We currently register JIT'd unwind-info with libunwind on Darwin by calling
libunwind's register_frame and deregister_frame functions (or
unw_add_dynamic_eh_frame_section and unw_remove_dynamic_eh_frame_section
where available), however this registration scheme has some drawbacks:
(1) It only supports registration of DWARF eh-frames and not Darwin's preferred
compact-unwind format. This problem becomes acute on Darwin/arm64 machines (e.g. Apple Silicon Macs) where the compiler only emits compact-unwind by default (falling back to DWARF only if the frame info cannot be encoded in compact-unwind). This currently prevents the JIT from handling exceptions (and from unwinding in general) in any object files not specifically compiled to target the JIT on Darwin/arm64.
(2) It provides no way to describe the sub-architecture for a given frame,
which is necessary in order to properly handle arm64e pointer authentication. This issue made it impossible to catch exceptions thrown in JIT'd code on Apple Silicon Macs until recently, even when they had been compiled to target the JIT. (See https://github.com/llvm/llvm-project/issues/49036).
(3) The data structures used to hold the registered unwind info are hand-rolled
(presumably to avoid introducing a dependency on libcxx) and quite simple, so not particularly efficient for lookup.
This commit adds support for a new callback-based lookup scheme for unwind
info that was inspired by the _dyld_find_unwind_info_sections SPI that
libunwind uses to find unwind-info in non-JIT'd frames.

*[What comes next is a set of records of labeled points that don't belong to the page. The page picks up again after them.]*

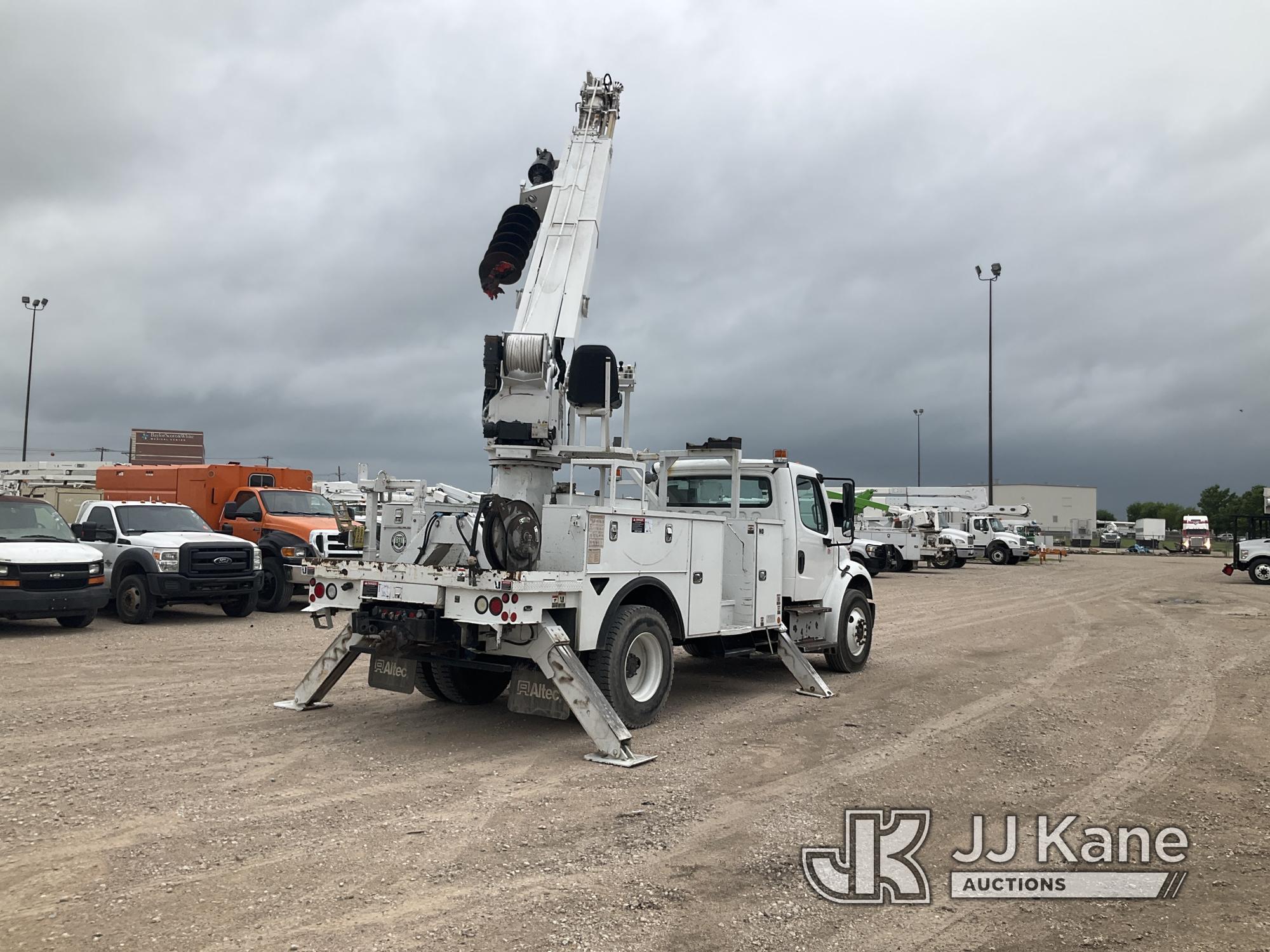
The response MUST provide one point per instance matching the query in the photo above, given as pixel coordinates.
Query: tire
(855, 634)
(468, 686)
(276, 592)
(1259, 572)
(77, 621)
(134, 602)
(426, 681)
(634, 664)
(243, 606)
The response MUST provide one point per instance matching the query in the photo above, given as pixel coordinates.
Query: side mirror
(849, 511)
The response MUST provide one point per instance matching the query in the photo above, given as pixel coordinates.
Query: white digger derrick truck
(572, 602)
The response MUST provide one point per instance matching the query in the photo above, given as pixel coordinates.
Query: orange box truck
(274, 507)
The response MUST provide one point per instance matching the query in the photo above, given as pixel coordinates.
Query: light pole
(35, 307)
(919, 416)
(996, 274)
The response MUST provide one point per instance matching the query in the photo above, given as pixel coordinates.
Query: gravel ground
(152, 798)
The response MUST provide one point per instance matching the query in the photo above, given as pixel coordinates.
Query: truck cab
(1000, 544)
(290, 525)
(45, 572)
(162, 554)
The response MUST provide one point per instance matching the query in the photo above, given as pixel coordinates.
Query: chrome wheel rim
(858, 633)
(645, 667)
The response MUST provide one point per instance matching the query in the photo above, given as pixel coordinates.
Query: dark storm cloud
(262, 220)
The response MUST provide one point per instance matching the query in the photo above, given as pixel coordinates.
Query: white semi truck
(572, 602)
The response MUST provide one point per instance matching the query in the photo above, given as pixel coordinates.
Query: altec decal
(391, 668)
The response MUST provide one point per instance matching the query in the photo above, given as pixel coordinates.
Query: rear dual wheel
(634, 664)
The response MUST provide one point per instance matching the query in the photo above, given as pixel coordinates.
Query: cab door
(248, 522)
(815, 562)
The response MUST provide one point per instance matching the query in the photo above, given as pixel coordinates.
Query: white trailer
(575, 604)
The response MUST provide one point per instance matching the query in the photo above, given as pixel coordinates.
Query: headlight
(168, 559)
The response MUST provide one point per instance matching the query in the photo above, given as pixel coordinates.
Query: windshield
(283, 502)
(140, 520)
(23, 520)
(756, 492)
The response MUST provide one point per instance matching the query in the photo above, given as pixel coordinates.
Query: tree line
(1220, 505)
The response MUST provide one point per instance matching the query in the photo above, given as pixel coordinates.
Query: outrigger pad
(293, 705)
(629, 761)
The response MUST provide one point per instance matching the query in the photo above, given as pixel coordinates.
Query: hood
(48, 553)
(176, 540)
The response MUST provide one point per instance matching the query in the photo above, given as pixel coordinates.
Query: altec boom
(576, 591)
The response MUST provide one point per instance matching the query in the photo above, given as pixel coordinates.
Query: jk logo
(876, 864)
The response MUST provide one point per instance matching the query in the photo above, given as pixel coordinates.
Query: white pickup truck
(161, 554)
(45, 573)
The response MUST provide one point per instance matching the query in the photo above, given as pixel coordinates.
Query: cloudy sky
(264, 220)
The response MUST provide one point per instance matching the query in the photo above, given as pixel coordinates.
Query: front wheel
(77, 621)
(276, 591)
(855, 634)
(634, 664)
(1260, 572)
(133, 601)
(241, 607)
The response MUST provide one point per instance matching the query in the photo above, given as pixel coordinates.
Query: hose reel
(512, 535)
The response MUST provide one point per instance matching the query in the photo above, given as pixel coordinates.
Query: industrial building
(1052, 507)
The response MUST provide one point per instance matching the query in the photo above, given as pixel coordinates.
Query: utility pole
(919, 416)
(996, 274)
(35, 307)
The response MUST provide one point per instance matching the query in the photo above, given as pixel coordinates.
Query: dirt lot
(152, 798)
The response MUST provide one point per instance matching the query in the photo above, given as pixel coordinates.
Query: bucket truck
(572, 604)
(905, 531)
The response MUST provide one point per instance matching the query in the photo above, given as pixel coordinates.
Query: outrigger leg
(554, 657)
(810, 682)
(328, 670)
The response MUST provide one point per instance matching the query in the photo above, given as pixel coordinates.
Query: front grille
(214, 562)
(53, 578)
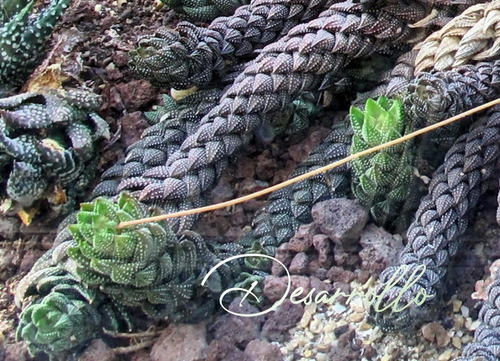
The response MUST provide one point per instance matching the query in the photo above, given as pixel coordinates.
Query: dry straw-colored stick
(312, 173)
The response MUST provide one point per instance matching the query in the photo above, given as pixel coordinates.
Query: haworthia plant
(24, 38)
(381, 181)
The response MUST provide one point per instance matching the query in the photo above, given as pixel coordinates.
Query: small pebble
(356, 317)
(446, 355)
(357, 305)
(316, 326)
(457, 304)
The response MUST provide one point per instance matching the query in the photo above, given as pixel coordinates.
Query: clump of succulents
(204, 10)
(382, 180)
(66, 315)
(23, 38)
(47, 145)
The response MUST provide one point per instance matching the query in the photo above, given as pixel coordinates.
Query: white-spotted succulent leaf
(48, 142)
(204, 10)
(61, 320)
(146, 265)
(382, 180)
(65, 315)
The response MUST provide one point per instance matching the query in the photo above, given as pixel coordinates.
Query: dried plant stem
(313, 172)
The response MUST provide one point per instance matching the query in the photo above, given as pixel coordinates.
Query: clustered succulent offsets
(23, 38)
(204, 10)
(250, 68)
(47, 145)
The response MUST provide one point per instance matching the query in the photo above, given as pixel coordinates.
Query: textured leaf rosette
(60, 321)
(146, 265)
(382, 180)
(23, 38)
(47, 145)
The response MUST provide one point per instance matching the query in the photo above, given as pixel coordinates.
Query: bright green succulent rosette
(61, 320)
(382, 180)
(143, 265)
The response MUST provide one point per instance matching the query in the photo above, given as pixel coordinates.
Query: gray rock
(341, 219)
(9, 227)
(380, 249)
(223, 351)
(299, 264)
(280, 321)
(260, 350)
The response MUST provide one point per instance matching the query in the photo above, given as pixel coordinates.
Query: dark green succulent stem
(381, 181)
(456, 186)
(47, 140)
(65, 315)
(194, 56)
(260, 93)
(24, 40)
(204, 10)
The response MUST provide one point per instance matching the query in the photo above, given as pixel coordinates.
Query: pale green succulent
(382, 180)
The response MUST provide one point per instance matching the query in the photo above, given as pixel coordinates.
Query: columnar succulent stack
(23, 38)
(303, 47)
(203, 10)
(47, 145)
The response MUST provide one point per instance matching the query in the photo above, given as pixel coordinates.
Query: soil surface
(92, 44)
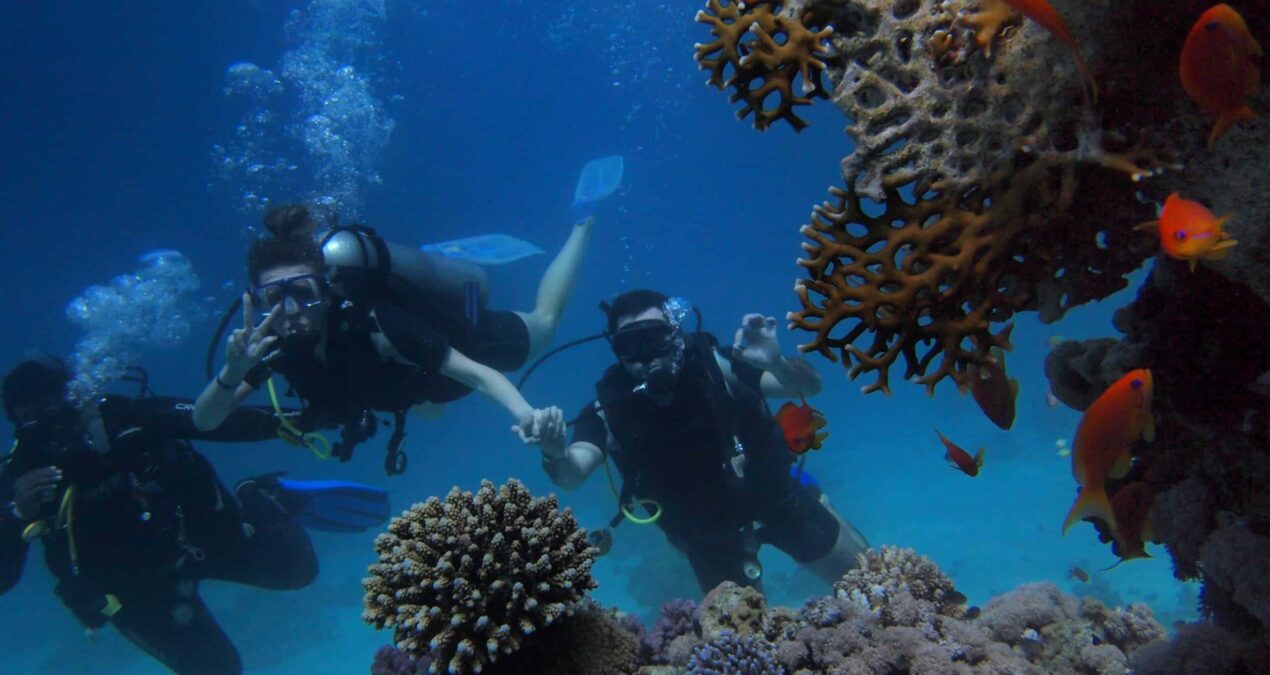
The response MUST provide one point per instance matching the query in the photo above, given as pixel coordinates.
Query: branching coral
(466, 579)
(977, 188)
(767, 51)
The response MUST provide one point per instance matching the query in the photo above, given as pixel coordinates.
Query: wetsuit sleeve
(173, 418)
(412, 336)
(591, 427)
(13, 548)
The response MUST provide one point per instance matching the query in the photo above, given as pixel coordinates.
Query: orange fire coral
(767, 51)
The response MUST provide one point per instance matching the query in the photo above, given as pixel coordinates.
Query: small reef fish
(1189, 231)
(802, 426)
(959, 459)
(1219, 68)
(1132, 509)
(1044, 14)
(993, 390)
(1108, 430)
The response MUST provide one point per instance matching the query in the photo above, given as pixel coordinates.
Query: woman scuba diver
(357, 324)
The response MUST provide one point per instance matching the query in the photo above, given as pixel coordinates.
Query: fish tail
(1091, 502)
(1227, 120)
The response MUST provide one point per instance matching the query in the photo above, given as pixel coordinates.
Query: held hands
(250, 343)
(756, 342)
(33, 490)
(544, 426)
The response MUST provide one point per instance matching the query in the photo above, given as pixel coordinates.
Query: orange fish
(1219, 68)
(960, 459)
(1132, 509)
(802, 426)
(1044, 14)
(1106, 431)
(1189, 231)
(993, 390)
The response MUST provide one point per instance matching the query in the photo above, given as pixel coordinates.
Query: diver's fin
(485, 248)
(334, 506)
(600, 178)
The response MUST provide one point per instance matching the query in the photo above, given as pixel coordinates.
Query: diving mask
(644, 341)
(295, 294)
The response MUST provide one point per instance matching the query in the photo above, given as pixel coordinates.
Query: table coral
(469, 577)
(766, 51)
(978, 187)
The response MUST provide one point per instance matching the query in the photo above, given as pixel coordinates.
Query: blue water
(123, 134)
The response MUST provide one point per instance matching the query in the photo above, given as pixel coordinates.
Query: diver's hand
(756, 342)
(540, 426)
(250, 343)
(33, 490)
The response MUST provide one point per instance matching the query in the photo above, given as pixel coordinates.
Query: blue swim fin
(334, 506)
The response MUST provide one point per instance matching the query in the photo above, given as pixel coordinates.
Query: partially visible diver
(360, 326)
(132, 518)
(696, 445)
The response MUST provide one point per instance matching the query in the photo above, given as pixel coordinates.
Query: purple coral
(734, 655)
(677, 618)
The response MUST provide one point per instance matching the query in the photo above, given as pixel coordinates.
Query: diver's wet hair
(290, 242)
(34, 384)
(633, 303)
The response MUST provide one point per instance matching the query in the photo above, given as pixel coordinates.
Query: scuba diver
(132, 518)
(696, 445)
(357, 324)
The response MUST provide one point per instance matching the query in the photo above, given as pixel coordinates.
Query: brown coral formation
(766, 51)
(466, 579)
(978, 187)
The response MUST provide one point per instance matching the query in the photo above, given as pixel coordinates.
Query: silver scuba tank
(441, 279)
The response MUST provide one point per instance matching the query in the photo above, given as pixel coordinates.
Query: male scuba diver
(132, 518)
(696, 445)
(357, 324)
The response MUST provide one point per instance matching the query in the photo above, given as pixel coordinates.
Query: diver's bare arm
(788, 378)
(572, 469)
(487, 380)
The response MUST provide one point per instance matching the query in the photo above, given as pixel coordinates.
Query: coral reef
(899, 613)
(979, 187)
(767, 51)
(730, 654)
(469, 577)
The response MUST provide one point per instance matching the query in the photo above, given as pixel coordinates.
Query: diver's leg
(269, 549)
(555, 287)
(174, 627)
(818, 537)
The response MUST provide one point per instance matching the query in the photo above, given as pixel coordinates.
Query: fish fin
(1091, 502)
(1221, 249)
(1226, 121)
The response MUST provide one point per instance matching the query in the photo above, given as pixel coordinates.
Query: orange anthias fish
(802, 426)
(1219, 68)
(1189, 231)
(993, 390)
(1132, 509)
(1104, 437)
(1043, 13)
(959, 458)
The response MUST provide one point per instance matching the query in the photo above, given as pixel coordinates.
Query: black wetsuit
(356, 380)
(149, 520)
(682, 455)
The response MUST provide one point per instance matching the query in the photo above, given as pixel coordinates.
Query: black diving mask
(644, 341)
(295, 294)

From
llvm-project/libunwind/src/AddressSpace.hpp:
struct dyld_unwind_sections { const struct mach_header* mh; const void* dwarf_section; uintptr_t dwarf_section_length; const void* compact_unwind_section; uintptr_t compact_unwind_section_length; }; extern bool _dyld_find_unwind_sections(void *, dyld_unwind_sections *);
During unwinding libunwind calls _dyld_find_unwind_sections to both find
unwind section addresses and identify the subarchitecture for frames (via the
MachO-header pointed to by the mh field).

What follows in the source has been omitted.